Holiday Rye Bread (Joululimppa)

15 ingredients
9 steps

Ingredients

  • 2 cups buttermilk
  • 1/2 cup molasses
  • 1/4 cup butter or 1/4 cup margarine
  • 2 teaspoons salt
  • 1 teaspoon fennel seed
  • 1 teaspoon caraway seed
  • 2 tablespoons dry yeast
  • 1/2 cup warm water
  • 1 orange, zest of
  • 1 cup rye flakes (available in health food stores) or 1 cup wheat germ
  • 2 cups rye flour
  • 3 1/2 - 4 1/2 cups unbleached white flour or 3 1/2-4 1/2 cups whole wheat flour
  • Glaze
  • 1 tablespoon molasses
  • 2 tablespoons water

Directions

  1. 1
    Heat first 6 ingredients until belt melts. Cool and reserve.
  2. 2
    Dissolve yeast in water and let stand for 5 minutes until bubbles form. Add to buttermilk mixture.
  3. 3
    Add zest, rye flakes or wheat germ and rye flour. Beat until smooth.
  4. 4
    Add 3 to 31/2 cups wheat flour, stirring in 1 cup at a time, until the dough will not accept any more. The dough will appear very rough.
  5. 5
    Flour work surface with remaining flour and turn out dough.

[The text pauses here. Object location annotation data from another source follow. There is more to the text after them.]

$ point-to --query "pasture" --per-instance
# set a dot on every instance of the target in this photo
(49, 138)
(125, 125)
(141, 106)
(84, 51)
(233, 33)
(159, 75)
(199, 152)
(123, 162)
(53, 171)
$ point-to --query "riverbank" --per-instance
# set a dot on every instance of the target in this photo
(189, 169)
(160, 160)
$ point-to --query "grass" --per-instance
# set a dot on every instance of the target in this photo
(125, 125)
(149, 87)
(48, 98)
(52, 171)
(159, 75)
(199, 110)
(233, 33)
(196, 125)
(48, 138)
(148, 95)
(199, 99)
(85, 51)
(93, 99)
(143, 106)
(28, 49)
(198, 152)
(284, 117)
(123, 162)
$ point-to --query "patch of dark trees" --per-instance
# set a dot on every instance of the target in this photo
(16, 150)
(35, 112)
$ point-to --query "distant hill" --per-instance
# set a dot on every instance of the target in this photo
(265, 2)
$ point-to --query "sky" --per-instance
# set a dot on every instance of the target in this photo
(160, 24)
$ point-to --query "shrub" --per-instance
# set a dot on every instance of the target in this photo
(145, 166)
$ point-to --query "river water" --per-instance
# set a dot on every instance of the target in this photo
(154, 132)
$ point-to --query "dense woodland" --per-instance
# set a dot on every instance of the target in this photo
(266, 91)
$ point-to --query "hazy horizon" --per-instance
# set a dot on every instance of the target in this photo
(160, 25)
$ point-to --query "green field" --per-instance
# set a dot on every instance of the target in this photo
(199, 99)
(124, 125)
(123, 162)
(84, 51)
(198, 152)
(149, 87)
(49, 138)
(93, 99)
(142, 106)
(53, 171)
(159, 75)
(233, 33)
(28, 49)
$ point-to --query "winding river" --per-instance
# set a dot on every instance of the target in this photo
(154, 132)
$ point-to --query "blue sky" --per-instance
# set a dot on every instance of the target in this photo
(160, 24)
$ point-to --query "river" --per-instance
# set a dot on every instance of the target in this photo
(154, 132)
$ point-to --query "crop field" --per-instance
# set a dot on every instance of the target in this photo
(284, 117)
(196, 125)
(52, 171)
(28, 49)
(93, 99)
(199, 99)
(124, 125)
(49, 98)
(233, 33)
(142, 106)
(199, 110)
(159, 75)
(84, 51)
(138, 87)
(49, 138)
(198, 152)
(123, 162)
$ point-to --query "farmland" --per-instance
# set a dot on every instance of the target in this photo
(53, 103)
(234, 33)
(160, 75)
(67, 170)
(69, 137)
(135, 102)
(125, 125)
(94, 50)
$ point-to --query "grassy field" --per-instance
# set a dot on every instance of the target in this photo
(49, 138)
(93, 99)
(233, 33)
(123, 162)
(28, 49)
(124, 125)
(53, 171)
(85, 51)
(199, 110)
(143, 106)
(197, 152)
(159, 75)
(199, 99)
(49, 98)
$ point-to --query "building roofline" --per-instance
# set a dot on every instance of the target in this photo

Cover with damp kitchen towel and let rest 15 minutes.
  6. 6
    Gently knead the dough, as gluten in rye is more fragile than wheat, until smooth, approximately 5 to 10 minutes. Form into a ball and place in greased bowl, turning to coat all sides. Cover with clean kitchen cloth and let rise in a warm spot until doubled in size.
  7. 7
    Punch down dough and gently knead for a minute. Form dough into 3 round loaves and place on lightly buttered baking sheet. Cover and let double in size.
  8. 8
    Pre-heat oven to 375°F Combine molasses and water. Brush tops of dough with half of mixture. Pierce the loaves all over the top, gently, with a fork.
  9. 9
    Bake for 35-45 minutes, until bread sounds hollow when tapped on bottom. While bread is hot, glaze with remaining molasses and water mixture. Cool on racks.